Juíza do Tribunal de Apelações da Organização das Nações Unidas (ONU) desde 2015, Martha Halfeld de Mendonça Schmidt, titular da 3ª Vara do Trabalho de Juiz de Fora, assume a partir de 1º de janeiro de 2021 a presidência daquela Corte, mandato que tem a duração de um ano.

Primeira brasileira a ocupar uma das sete cadeiras daquele tribunal, sua intenção na presidência é “de honrar a tradição brasileira de boa diplomacia, com respeitabilidade honestidade e boa-fé”.

Com uma bagagem de quase duas décadas na magistratura e mestrado e doutorado na França, Martha Halfeld, que foi servidora da Justiça do Trabalho, segue como juíza em Juiz de Fora, já que o tribunal da ONU não demanda dedicação exclusiva.

Como membro do tribunal internacional, Martha tem mandato até 2023, sem chance de renovação. Seu maior desejo, afirmou, é inspirar outros brasileiros interessados numa carreira internacional.

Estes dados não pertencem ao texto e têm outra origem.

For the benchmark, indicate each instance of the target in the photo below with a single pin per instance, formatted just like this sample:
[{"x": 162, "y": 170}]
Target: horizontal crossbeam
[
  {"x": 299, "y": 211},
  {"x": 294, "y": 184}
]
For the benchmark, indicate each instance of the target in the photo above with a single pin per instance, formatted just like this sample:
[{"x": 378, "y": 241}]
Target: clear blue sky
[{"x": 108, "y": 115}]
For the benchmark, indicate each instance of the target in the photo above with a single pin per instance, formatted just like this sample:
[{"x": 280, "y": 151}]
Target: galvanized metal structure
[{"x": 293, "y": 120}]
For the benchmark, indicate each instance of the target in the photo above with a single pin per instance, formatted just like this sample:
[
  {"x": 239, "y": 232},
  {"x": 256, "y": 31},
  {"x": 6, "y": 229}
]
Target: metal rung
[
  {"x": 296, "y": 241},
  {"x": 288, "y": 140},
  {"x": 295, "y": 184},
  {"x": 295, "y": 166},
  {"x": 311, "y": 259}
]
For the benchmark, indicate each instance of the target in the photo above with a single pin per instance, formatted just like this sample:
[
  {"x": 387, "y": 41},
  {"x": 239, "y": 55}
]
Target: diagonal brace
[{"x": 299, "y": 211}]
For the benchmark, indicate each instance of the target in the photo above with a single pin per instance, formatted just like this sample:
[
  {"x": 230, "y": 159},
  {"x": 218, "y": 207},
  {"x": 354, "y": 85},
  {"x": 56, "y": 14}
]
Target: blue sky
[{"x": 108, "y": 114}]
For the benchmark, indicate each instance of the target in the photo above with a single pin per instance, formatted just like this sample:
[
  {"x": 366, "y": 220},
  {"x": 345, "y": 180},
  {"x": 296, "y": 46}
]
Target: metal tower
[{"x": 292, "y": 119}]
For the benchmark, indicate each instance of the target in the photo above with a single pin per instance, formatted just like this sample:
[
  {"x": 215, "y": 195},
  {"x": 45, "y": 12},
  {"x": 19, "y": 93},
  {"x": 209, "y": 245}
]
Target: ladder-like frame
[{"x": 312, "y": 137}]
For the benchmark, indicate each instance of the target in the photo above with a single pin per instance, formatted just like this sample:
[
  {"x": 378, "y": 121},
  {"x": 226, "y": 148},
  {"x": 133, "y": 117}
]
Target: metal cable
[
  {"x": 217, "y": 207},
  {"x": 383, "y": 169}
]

O Tribunal de Apelação da ONU tem como atribuição julgar, em segunda instância, causas trabalhistas e administrativas envolvendo funcionários e colaboradores da entidade. O sistema foi concebido para tornar mais transparente, independente e profissional a administração de Justiça da ONU e para atender os quadros da organização, que não se submetem à Justiça de nenhum país.

O colegiado faz três reuniões anuais, de duas semanas cada, na sede da ONU, em Nova York, ou em outras jurisdições, como Genebra, na Suíça, e Nairóbi, no Quênia. Como não existe uma “Constituição da ONU”, cada julgamento envolve horas de discussão, dentro e às vezes fora do plenário, entre os juízes que compõem a Corte – além da brasileira, um sul-africano, uma alemã, um grego, uma neozelandesa, uma canadense e um belga.